Zero-Day Exploit Targets IE Flaws Two 'Extremely Critical' Vulnerabilities Discovered Ryan Naraine
Microsoft is mulling a plan to go outside of its monthly patching cycle to release a fix for two "extremely critical" vulnerabilities in its flagship Internet Explorer (IE) web browser.
A Microsoft spokesman reports the company has been investigating public details of a malicious attack exploiting the IE flaws. "Microsoft is actively
investigating these reports, to determine the appropriate course of action to protect our customers. This might include providing a fix through our monthly release process or an out-of-cycle security update, depending on customer needs."
According to research firm Secunia, the holes can be exploited to open files on the local computer or to bypass IE security zones and execute malicious software in an Internet Zone with less restrictions.

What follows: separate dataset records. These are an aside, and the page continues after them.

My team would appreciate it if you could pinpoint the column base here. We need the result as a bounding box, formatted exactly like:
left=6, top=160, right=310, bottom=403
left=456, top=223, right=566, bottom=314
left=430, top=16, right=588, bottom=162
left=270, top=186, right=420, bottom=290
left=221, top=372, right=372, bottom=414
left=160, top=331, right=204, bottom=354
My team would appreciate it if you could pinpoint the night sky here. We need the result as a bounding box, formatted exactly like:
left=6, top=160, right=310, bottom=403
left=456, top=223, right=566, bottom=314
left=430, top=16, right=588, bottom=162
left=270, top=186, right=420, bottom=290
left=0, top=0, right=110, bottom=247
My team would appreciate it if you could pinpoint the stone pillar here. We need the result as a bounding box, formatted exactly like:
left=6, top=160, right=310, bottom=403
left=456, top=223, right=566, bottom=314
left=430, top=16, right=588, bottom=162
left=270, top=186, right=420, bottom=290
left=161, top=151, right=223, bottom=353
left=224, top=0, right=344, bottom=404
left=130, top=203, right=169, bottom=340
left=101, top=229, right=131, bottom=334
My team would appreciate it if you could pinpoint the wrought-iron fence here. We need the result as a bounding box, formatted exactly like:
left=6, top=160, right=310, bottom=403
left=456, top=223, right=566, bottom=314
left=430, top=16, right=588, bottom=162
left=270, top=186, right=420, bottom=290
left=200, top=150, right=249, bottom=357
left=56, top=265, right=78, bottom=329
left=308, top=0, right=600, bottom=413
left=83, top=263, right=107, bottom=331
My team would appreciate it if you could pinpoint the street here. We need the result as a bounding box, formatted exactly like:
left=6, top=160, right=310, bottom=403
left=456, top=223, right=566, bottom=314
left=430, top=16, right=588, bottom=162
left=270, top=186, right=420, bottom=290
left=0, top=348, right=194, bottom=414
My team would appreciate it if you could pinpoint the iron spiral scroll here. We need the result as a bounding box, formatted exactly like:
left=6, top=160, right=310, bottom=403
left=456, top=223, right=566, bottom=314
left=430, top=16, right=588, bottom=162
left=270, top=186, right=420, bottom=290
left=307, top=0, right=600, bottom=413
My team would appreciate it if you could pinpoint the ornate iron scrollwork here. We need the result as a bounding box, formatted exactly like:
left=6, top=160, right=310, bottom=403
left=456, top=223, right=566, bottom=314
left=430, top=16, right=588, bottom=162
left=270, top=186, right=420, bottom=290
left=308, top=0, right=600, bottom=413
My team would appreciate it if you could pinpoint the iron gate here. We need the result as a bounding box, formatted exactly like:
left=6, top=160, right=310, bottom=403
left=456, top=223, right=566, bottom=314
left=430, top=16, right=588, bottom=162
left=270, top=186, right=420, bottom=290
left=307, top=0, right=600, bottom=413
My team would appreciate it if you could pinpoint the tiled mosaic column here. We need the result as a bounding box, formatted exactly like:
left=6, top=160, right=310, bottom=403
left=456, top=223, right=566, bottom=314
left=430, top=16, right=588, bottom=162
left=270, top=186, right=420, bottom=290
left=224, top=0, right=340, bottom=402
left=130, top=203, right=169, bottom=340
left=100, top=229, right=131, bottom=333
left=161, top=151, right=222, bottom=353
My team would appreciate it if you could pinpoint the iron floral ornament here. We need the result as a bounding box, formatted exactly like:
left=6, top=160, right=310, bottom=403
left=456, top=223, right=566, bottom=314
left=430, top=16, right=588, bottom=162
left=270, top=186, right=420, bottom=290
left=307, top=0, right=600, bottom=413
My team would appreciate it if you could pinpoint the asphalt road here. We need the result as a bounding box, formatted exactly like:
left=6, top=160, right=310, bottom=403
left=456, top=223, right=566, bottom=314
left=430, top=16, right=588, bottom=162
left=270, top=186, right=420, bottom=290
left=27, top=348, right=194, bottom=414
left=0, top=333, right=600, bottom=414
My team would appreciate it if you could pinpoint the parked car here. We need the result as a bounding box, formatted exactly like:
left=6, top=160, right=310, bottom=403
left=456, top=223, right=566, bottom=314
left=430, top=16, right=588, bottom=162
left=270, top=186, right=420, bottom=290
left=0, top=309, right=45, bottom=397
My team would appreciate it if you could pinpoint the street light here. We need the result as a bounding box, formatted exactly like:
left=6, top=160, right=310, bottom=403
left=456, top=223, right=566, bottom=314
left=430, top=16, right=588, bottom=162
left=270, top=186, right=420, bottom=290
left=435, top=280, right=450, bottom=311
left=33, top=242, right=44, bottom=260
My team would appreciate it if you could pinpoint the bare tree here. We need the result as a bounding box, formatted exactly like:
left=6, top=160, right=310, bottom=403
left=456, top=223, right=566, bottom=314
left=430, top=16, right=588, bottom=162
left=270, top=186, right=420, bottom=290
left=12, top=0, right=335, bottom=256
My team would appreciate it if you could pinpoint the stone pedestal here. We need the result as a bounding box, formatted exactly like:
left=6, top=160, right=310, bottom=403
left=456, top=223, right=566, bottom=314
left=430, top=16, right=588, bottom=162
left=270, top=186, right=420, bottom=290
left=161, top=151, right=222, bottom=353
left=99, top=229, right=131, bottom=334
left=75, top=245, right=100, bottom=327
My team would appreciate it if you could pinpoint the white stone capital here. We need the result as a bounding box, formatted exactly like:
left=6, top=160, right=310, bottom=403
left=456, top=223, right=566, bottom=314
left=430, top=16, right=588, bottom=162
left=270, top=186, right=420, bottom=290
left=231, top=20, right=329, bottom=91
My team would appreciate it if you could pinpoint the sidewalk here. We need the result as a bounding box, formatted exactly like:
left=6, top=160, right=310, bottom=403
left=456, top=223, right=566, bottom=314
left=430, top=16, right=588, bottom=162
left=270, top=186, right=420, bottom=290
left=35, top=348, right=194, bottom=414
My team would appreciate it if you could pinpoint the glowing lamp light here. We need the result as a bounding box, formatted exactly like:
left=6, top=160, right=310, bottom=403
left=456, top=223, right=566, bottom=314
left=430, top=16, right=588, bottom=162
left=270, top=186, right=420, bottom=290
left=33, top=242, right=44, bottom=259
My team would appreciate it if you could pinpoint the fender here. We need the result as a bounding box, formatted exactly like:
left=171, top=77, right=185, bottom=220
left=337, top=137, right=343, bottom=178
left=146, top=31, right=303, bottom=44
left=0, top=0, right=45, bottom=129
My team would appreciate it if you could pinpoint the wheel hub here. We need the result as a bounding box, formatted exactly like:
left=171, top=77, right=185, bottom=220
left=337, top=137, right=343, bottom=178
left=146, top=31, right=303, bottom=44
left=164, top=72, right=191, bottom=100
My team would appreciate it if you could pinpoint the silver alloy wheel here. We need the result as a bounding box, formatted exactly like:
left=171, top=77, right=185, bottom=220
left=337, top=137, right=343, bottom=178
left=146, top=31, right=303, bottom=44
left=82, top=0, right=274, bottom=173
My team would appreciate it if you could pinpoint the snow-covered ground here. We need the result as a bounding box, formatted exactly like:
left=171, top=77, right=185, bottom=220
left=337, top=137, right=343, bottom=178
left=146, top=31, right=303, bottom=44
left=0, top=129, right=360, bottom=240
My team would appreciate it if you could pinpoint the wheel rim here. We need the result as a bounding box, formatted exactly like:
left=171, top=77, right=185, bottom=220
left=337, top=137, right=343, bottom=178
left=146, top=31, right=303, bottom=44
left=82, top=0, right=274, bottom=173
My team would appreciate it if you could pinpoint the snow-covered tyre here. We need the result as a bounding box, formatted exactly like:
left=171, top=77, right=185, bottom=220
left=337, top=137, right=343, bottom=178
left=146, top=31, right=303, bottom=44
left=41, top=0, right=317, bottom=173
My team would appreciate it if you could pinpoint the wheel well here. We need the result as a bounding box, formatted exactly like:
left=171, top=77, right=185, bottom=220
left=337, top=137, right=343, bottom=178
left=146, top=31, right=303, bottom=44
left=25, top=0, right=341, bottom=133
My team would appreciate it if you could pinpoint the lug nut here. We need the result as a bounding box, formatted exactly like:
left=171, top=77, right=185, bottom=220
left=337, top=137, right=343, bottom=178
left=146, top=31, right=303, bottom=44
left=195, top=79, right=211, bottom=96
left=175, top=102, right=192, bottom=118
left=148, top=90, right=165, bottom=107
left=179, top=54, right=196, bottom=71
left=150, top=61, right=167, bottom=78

Secunia has confirmed the vulnerabilities in a fully patched system with Internet Explorer 6.0, but machines running beta versions of Windows XP Service Pack 2 are protected.
News of the latest IE flaws has prompted heated discussions on security mailing lists and bulletin boards after a researcher released details of "zero-day exploits" loading adware programs and browser toolbars on vulnerable machines.
The use of adware has sparked controversy in some quarters because many view them as a form of spyware that collects information about the user in order to display advertisements in the web browser based on the information it collects from the user's browsing patterns. Adware typically embeds advertisements into software programs, but because it is typically bundled as a hidden component of programs, user interaction is not necessary to load them.
In this instance, Microsoft warned that it was a "criminal offense" to intentionally use exploit code to cause damage. "[We will] work aggressively with law enforcement to help prosecute individuals or organizations who engage in these activities," the spokesman warns.
As a temporary workaround, the company recommends that enterprise customers increase the security of the Local Machine Zone in Internet Explorer.
Secunia said a successful exploitation requires that a user be tricked into following a link or viewing a malicious HTML document. IE users can disable Active Scripting support as a protection mechanism.